A disinterested algorithm would cause more liquidations as real-time margin monitoring would automatically shut down accounts in 10% increments. However, SBF argues that these frequent liquidations would be smaller and more palatable to traders, and ultimately better for the industry as massive deleveraging events shaving 30% off BTC’s price would be reduced. Further, removing brokers from the transaction would allow exchanges to reduce their costs and pass those savings on to their customers.
Yet, leaving an algorithm in charge can be problematic
In the frenetic crypto markets where $8K candles are not uncommon and the price can correct by a third in 24 hours, managing risk is a massive responsibility. Traders often find themselves waking up the next morning to see their balances wiped out. While that’s a tough pill to swallow for the individual trader, as Nelson Neale, President of CHS Hedging (the futures broker of a leading US farming cooperative), points out:
“With an auto-liquidation scheme, a crypto trader goes to bed at 11 pm and wakes up at 7 am and, all of a sudden, he’s been knocked out of his position, or liquidated — a bad day certainly, but perhaps not as bad if we consider the same scenario for the American farmer. He goes to bed with a corn position to hedge his physical inventory at 11 pm, wakes up at 7 am, or probably a bit earlier, and he has no position. All of a sudden, the value of his inventory goes down considerably… He may have loan obligations he may no longer be able to commit to”.

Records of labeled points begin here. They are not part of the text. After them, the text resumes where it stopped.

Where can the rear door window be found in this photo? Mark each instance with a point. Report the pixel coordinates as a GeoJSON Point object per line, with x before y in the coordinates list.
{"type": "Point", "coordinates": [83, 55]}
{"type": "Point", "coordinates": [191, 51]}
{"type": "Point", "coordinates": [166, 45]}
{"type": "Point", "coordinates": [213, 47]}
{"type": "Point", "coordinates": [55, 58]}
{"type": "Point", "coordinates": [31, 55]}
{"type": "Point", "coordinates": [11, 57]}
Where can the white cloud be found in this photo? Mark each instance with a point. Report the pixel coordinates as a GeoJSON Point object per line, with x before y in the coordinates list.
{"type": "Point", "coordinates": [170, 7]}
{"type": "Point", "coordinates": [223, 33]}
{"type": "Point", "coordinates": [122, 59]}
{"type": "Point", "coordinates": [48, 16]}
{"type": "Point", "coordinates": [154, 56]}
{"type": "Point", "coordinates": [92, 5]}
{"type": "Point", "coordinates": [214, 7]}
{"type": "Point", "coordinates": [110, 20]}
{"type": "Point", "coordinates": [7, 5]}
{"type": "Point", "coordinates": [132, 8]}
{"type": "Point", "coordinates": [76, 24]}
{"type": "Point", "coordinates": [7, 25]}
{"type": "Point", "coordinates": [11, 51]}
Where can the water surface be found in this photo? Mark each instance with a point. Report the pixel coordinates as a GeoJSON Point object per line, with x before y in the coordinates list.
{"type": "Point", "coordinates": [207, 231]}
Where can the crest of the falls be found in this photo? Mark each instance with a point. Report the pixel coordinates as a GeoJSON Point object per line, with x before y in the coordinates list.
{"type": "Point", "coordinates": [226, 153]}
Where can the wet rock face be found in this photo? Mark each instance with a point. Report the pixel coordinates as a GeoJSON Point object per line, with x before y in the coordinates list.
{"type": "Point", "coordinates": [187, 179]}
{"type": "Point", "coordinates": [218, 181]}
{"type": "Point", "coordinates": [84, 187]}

With automated margin calls, the responsibility for maintaining margin falls firmly in the hands of the customer rather than receiving a warning call from a broker. Computer algorithms also notably lack human qualities like discretion and compassion. During the tumultuous events of March 2020 as COVID-19 panic swept through the financial markets, Citi Group suffered a technology glitch causing it to miss a margin call on its derivatives contracts with Intercontinental Exchange (ICE).
Using human discretion, ICE decided to give the banking giant a grace period so as not to dislocate the market even further. “It would’ve been cataclysmic at that moment in time ”, stated the exchange’s chief development officer.
In all fairness, FTX does issue frequent margin maintenance warnings. You just have to be awake 24/7 to see your phone at all times. When you only have 120 seconds to get past your 2FA and into your account to top up your balance, avoiding automated liquidation is a Herculean task.
How automated margin calls can become mainstream
If automated margin calls are so punishing, why would anyone want to trade in these conditions and, more to the point, take this cut-throat model from crypto to the mainstream? Well, as technology has proven at every turn, removing layers of middlemen allows for improved efficiency and cost savings. Yet, current tools aren’t sophisticated enough to accommodate the human participants involved in futures markets—or to prevent potentially catastrophic market events.
Traditional investors and institutions need highly advanced automated risk management tools that are simply absent from the crypto space right now. If proposals like FTX’s are to take flight, the industry needs to accommodate the needs of this type of investor and provide tools that allow for at-a-glance risk management and significant advanced warning.
For automated margin calls to work, all scenarios must be taken into account, from black swan events like March 2020 to the massive daily fluctuations of low-cap coins. Traders need interfaces that give them a single view of all their positions across multiple exchanges so that they can see their entire risk, while also benefiting from a level of service that respects the human element; akin to that of a broker.
Risk management is the single most important element in success, and it’s vital that the crypto industry invests in this type of infrastructure further before rolling it out to the mainstream markets.